Au cœur ardent d’une actualité marquée par la neige – celle qui tombe là où elle est inattendue ; celle qui accueille les skieurs en vacances – la trilogie, pérenne et immarcescible, « Sexe – Pouvoir – Argent », s’invite avec force à la une des chroniques et des médias soit sous la forme de questionnement autour de la démission de Benoît XVI, soit sous celle d’un livre de Marcela Jacob, traitant dans « Belle et bête » de sa liaison avec l’amant jamais nommé (DSK).
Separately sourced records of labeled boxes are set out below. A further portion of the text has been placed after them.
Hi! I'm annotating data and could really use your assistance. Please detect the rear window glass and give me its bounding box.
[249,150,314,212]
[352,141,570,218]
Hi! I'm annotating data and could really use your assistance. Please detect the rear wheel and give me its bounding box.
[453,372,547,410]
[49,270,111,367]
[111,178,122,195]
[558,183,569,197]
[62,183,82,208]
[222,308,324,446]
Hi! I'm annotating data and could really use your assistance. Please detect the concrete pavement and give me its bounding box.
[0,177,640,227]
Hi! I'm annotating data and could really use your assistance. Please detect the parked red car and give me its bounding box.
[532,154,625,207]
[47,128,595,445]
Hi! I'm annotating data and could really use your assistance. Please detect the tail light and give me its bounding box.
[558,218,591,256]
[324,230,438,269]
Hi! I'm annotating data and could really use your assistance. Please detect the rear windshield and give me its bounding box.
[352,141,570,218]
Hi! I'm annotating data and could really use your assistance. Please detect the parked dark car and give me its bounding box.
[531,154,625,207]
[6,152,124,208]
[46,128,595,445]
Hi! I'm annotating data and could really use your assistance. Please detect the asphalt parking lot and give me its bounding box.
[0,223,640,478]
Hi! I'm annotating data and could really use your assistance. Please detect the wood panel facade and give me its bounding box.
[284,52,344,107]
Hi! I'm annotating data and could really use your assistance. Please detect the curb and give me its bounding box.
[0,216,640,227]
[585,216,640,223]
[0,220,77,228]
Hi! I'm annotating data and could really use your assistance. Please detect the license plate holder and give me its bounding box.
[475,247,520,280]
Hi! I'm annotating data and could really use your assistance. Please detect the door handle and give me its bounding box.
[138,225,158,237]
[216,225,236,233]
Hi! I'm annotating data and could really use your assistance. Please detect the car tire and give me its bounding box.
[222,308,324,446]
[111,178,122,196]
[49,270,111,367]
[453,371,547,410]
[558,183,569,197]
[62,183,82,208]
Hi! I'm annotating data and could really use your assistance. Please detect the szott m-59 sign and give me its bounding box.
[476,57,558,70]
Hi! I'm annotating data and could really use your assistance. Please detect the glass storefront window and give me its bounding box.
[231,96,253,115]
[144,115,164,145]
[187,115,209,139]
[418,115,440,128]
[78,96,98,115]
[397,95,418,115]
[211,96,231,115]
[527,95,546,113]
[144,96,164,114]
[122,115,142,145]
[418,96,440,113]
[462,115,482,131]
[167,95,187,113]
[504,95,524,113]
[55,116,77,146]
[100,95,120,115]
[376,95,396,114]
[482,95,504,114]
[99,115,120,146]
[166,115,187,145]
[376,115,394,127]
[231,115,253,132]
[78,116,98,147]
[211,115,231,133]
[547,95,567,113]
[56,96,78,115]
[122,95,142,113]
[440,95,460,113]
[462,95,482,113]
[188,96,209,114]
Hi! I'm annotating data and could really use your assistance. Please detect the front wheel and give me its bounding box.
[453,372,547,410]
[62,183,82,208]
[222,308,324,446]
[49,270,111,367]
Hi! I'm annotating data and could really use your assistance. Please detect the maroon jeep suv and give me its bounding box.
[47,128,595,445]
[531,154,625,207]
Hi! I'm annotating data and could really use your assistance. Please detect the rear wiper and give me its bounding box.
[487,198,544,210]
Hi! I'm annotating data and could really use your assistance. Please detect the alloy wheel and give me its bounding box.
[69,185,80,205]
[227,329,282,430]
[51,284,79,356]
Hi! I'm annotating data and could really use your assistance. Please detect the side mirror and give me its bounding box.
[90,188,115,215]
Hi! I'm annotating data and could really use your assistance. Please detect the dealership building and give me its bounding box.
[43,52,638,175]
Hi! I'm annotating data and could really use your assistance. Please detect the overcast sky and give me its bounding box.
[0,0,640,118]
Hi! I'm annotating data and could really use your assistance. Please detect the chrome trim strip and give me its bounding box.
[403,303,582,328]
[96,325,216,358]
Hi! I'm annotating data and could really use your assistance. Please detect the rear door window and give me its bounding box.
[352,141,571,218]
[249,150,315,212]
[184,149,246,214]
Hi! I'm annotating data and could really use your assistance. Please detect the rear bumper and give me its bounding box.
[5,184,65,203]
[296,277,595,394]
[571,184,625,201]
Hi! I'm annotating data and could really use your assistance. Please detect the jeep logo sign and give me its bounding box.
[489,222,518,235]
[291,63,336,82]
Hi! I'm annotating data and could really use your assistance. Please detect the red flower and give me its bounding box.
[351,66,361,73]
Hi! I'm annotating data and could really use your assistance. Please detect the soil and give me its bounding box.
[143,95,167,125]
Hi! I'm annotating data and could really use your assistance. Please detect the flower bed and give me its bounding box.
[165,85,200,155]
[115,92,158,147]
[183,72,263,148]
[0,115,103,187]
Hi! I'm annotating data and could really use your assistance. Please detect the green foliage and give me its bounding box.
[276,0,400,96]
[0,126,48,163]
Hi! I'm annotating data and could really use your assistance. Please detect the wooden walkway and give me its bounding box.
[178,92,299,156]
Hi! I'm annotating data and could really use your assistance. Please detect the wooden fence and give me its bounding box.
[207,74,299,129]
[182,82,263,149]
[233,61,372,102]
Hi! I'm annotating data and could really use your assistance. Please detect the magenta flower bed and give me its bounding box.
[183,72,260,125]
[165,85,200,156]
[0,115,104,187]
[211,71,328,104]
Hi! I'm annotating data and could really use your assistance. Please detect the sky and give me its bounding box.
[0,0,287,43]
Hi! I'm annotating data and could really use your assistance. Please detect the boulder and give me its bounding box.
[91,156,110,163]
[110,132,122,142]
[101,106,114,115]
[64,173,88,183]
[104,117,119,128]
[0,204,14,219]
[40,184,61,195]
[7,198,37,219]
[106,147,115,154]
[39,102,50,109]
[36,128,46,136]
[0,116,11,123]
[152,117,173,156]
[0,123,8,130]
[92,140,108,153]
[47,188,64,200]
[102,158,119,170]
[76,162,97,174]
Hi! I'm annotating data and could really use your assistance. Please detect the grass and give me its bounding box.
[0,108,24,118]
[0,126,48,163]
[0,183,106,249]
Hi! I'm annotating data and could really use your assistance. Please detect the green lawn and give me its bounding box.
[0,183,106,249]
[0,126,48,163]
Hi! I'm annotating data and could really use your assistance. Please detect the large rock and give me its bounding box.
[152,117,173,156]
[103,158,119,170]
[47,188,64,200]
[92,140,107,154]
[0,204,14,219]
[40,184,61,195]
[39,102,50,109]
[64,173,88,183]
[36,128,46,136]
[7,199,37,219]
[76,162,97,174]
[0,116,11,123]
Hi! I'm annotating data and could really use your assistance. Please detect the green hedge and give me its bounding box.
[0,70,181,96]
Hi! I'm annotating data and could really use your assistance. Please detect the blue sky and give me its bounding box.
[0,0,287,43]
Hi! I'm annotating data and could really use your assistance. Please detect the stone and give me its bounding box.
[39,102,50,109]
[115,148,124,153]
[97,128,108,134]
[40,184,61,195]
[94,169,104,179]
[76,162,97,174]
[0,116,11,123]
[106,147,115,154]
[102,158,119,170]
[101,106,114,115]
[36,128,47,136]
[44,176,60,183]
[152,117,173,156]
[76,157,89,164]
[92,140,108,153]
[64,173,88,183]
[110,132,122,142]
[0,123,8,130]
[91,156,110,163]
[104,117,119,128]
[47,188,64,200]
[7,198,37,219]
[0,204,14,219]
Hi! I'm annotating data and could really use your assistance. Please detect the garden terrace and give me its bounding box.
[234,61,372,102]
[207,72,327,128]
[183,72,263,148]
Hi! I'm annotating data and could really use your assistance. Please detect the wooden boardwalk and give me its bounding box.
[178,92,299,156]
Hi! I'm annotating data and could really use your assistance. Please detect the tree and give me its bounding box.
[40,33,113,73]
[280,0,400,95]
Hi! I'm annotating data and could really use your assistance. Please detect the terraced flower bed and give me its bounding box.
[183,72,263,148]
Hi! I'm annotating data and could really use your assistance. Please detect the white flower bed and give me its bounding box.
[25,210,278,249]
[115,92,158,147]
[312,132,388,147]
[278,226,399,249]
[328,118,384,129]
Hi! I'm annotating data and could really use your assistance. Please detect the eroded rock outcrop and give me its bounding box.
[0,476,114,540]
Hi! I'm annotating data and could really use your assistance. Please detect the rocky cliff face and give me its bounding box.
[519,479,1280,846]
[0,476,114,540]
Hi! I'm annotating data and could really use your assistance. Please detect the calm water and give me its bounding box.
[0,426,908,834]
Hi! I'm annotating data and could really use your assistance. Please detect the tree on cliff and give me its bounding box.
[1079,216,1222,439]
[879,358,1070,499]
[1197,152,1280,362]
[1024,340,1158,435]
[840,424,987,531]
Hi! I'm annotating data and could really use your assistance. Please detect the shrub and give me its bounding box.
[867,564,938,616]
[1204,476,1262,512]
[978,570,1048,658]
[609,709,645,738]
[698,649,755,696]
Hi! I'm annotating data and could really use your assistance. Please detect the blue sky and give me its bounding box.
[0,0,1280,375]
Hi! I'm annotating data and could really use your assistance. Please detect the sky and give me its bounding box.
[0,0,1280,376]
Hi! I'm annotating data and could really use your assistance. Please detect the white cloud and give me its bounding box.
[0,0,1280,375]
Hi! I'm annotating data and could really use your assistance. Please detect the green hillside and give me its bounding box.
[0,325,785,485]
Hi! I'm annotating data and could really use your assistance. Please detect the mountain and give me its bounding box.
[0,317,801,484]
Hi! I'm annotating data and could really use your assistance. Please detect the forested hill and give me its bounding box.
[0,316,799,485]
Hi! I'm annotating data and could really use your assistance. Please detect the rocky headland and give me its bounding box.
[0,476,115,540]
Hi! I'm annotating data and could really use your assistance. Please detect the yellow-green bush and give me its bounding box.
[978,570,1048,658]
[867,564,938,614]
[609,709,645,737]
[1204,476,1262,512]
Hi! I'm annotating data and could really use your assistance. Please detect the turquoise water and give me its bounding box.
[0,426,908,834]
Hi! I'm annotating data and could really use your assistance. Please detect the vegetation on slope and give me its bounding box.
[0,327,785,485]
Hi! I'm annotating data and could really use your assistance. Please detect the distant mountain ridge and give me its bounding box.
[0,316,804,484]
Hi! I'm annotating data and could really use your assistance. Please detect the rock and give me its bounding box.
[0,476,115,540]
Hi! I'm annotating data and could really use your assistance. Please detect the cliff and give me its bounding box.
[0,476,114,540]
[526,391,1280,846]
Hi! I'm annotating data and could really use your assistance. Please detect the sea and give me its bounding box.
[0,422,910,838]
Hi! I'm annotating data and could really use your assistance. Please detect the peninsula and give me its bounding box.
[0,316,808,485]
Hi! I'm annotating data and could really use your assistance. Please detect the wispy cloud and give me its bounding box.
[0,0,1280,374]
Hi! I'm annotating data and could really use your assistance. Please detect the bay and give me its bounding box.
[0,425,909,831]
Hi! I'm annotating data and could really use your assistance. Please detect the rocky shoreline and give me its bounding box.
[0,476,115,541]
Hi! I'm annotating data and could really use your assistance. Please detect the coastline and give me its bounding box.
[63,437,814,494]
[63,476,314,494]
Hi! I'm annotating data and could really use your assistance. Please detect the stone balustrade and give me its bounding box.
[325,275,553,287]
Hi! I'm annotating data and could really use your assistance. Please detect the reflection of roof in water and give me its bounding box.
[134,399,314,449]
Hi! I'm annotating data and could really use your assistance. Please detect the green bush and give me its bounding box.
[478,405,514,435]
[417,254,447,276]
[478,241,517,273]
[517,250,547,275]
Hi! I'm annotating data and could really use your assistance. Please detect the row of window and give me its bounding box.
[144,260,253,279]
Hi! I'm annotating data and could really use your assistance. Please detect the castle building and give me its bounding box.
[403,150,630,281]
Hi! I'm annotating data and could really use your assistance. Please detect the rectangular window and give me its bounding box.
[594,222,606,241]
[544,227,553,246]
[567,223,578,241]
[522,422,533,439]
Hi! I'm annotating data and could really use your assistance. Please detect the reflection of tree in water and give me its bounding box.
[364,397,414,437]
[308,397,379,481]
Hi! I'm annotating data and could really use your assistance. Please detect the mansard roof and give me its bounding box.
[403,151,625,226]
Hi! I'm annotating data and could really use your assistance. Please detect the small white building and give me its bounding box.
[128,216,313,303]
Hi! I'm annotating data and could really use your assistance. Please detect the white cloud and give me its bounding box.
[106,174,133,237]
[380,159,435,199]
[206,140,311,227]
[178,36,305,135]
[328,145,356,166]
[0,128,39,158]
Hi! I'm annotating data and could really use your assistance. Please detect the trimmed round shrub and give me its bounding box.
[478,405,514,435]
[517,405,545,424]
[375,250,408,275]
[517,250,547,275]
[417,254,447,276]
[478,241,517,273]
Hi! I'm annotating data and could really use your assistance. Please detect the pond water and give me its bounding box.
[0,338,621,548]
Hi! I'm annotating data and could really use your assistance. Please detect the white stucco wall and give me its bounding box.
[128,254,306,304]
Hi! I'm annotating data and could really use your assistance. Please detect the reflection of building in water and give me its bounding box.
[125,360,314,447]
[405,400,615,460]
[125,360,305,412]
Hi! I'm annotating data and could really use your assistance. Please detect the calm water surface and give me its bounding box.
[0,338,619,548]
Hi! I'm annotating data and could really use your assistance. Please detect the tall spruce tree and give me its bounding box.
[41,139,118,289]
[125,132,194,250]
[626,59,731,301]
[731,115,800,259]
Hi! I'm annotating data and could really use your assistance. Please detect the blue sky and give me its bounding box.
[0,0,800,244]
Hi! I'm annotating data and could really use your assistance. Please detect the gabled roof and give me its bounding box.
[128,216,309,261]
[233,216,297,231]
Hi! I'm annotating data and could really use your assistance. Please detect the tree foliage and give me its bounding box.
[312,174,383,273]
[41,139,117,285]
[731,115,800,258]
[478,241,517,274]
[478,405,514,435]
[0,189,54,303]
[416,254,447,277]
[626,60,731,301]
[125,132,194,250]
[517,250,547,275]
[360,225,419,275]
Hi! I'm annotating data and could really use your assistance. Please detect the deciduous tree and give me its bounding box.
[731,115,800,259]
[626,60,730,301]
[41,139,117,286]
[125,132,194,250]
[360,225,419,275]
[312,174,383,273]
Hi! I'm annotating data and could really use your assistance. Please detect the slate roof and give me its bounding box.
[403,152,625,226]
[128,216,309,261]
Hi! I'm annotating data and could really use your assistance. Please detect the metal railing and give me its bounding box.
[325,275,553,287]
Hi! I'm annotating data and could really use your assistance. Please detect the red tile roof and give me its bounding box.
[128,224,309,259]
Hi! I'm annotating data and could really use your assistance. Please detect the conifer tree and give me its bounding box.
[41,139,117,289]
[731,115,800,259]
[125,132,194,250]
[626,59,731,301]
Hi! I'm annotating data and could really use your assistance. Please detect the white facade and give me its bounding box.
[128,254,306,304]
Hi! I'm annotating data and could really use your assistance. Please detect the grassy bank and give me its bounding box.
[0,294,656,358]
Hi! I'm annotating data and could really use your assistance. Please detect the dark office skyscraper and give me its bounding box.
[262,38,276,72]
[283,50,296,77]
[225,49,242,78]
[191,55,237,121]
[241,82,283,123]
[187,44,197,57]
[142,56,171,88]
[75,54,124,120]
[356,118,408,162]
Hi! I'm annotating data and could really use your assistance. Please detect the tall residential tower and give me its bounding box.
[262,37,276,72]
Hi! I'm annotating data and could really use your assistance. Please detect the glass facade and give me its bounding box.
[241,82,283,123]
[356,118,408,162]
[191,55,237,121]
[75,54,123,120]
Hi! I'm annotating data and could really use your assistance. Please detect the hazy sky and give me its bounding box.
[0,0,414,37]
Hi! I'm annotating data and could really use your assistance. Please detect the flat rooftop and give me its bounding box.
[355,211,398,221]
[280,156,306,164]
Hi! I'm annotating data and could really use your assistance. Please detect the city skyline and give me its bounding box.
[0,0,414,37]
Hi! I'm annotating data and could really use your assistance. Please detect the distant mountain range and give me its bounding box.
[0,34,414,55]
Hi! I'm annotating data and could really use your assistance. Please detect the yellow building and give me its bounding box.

Ainsi, les spécialistes dont Frédéric Lenoir rappelle tout d’abord que « les dérives de pouvoir et financières, comme les scandales sexuels ont émaillé son histoire » (vente de sacrements, de reliques, simonie, mœurs dissolues du clergé) et souligne que « la démission de Benoît XVI est le signe qu’il n’avait plus la force de faire face à ces querelles intestines, à ces scandales à répétition » et notamment par le dernier en date qui serait relatif à l’existence d’un lobby gay au sein du Vatican. Va-t-il dès lors assister à un assainissement de la Curie romaine, de supprimer le Vatican comme État temporel faisant du Pape simplement mais absolument un représentant spirituel, ou plutôt de tenter d’élire un cardinal qui, sans être une grande figure, se situe entre la sous-médiatisation de Benoît XVI et la surmédiatisation de Jean-Paul II, afin d’éviter le « non habemus Papam » au sens fort de l’expression. A la veille de Pâques, le défi n’est pas mince : la grande réforme de la Curie est sûrement à venir sans porter atteinte à la personnalisation du pouvoir papal. Parallèlement, l’opinion publique découvre – sans autre lien qu’une curieuse concordance des temps – un nouveau livre sur DSK intitulé « Belle et bête » relatant les relations de son auteur(e) – écrivain, juriste – avec l’amant qualifié « d’être double, mi-homme, mi-cochon ».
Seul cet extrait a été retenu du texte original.